Ce n’est pas pour rien que, dans un vers simple, il a
exprimé : « Aux pauvres de la terre, je veux mon sort
lier. » Plus tard, dans une phrase lapidaire, il a
proclamé : « La patrie, c’est l’humanité. » L’apôtre de
notre indépendance a écrit un jour : « Que le Venezuela me
demande comment je peux le servir : je suis son fils. »
Les moyens les plus sophistiqués développés par la
technologie, utilisés pour tuer des êtres humains et
assujettir les peuples ou les exterminer ; l’introduction
massive des réflexes conditionnés dans les esprits ; le
consumérisme et toutes les ressources disponibles sont
aujourd’hui employés contre les Vénézuéliens pour mettre en
pièces les idées de Bolívar et de Martí.
L’empire a créé des conditions favorables à la violence et
aux conflits internes. J’ai parlé sérieusement avec Chávez
lors de sa dernière visite, le 21 novembre dernier, des
risques d’assassinat auxquels il était constamment exposé en
voyageant en véhicules décapotés. Pour cela, je me suis basé
sur mon expérience en tant que combattant entraîné dans
l’emploi du fusil automatique à lunette et, après le
triomphe de la Révolution, en tant que cible de plans
d’attentats directement commandés par presque toutes les
administrations états-uniennes depuis 1959 ou sur leur
demande.
Le gouvernement irresponsable de l’empire ne consacre même
pas une seconde à analyser que l’assassinat du président ou
que le déclenchement d’une guerre civile au Venezuela,
compte tenu de ses énormes réserves d’hydrocarbures,
feraient éclater l’économie mondiale globalisée. Ces faits
n’ont pas de précédent dans l’histoire de l’homme.

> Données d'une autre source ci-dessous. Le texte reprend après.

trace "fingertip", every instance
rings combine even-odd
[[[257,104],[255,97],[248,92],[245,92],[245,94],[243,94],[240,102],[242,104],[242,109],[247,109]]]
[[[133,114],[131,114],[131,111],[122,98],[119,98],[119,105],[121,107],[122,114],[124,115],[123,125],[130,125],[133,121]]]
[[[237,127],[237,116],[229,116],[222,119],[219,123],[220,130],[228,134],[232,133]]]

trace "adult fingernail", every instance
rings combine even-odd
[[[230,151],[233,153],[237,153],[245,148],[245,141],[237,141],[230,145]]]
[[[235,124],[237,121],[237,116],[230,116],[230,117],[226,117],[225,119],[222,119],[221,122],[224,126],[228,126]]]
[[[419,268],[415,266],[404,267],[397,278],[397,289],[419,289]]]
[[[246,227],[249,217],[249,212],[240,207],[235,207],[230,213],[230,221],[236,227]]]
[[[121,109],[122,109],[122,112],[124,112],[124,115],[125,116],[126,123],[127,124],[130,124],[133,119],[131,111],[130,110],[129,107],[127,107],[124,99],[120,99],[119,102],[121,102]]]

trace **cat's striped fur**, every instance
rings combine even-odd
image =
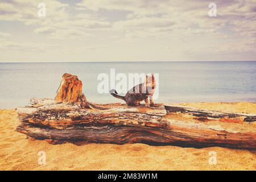
[[[125,96],[118,95],[115,89],[111,90],[110,94],[116,98],[124,100],[128,106],[138,106],[140,102],[144,100],[146,106],[149,107],[148,97],[150,101],[150,105],[154,105],[152,97],[155,89],[155,78],[153,74],[150,74],[149,76],[146,76],[146,81],[144,82],[134,86],[128,91]]]

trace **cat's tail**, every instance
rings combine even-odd
[[[115,97],[117,98],[120,98],[125,101],[125,97],[124,96],[121,96],[118,95],[118,93],[117,93],[117,91],[115,91],[115,89],[112,89],[110,90],[110,94],[112,94],[112,96],[113,96],[114,97]]]

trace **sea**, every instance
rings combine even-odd
[[[128,82],[129,74],[151,73],[158,77],[155,103],[256,102],[256,61],[14,63],[0,63],[0,109],[25,106],[32,97],[54,98],[65,73],[79,77],[87,100],[95,103],[123,102],[99,92],[102,81],[108,91],[119,73]],[[123,95],[130,88],[117,91]]]

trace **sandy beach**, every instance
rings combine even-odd
[[[256,113],[256,104],[182,103],[198,109]],[[19,124],[15,109],[0,110],[0,170],[255,170],[256,151],[222,147],[204,148],[88,143],[50,144],[15,131]],[[230,123],[229,123],[230,124]],[[255,127],[254,124],[243,123]],[[250,126],[249,126],[250,125]],[[46,154],[46,165],[38,154]],[[217,153],[209,164],[209,152]]]

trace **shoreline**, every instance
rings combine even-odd
[[[255,114],[256,103],[180,103],[197,109]],[[27,139],[15,131],[19,122],[15,109],[0,109],[1,170],[255,170],[256,151],[224,147],[196,148],[145,144],[72,143],[51,144]],[[233,125],[233,123],[225,123]],[[256,129],[255,124],[243,125]],[[44,151],[46,165],[38,163]],[[209,163],[209,152],[217,163]],[[123,157],[125,156],[125,157]]]

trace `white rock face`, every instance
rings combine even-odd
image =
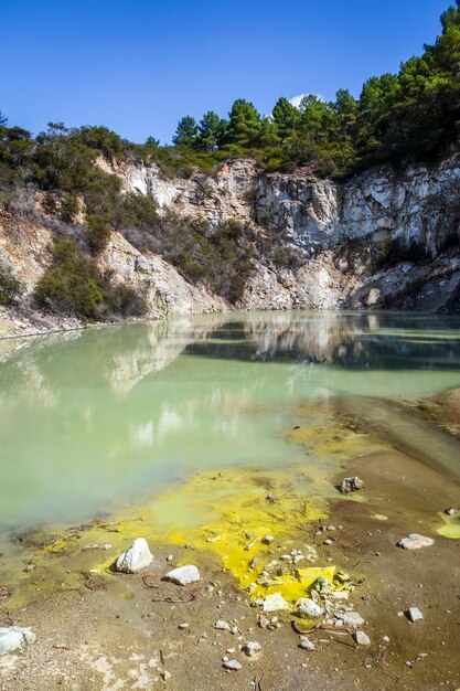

Cuba, pendant l’étape la plus difficile qui a suivi la
disparition de l’URSS et la recrudescence du blocus
économique imposé par les États-Unis, a resserré ses liens
avec le gouvernement bolivarien du Venezuela. Les échanges
de biens et services sont passés de presque zéro à plus de
sept milliards de dollars par an, ce qui s’est avéré
mutuellement avantageux du point de vue économique et
social. Le Venezuela nous fournit actuellement le gros des
carburants que consomme le pays, difficiles d’acquérir
ailleurs du fait de la pénurie de brut léger, de la capacité
insuffisante de raffinage, du pouvoir des États-Unis et des
guerres qu’ils ont déclenché pour s’approprier des réserves
de pétrole et de gaz du monde.
Aux cours élevés de l’énergie viennent s’ajouter ceux des
aliments, déterminés par la politique impériale visant à les
transformer en carburant pour les voitures voraces des
États-Unis et d’autres pays industrialisés.
La victoire du OUI du 2 décembre ne suffirait pas. Les
semaines et les mois qui suivront cette date pourraient
s’avérer extrêmement difficiles pour nombre de peuples, dont
celui de Cuba, au cas où les aventures de l’empire ne
conduiraient pas avant la planète à une guerre nucléaire
comme l’ont avoué ses propres chefs.
Nos compatriotes peuvent être convaincus que j’ai eu
suffisamment de temps pour y réfléchir.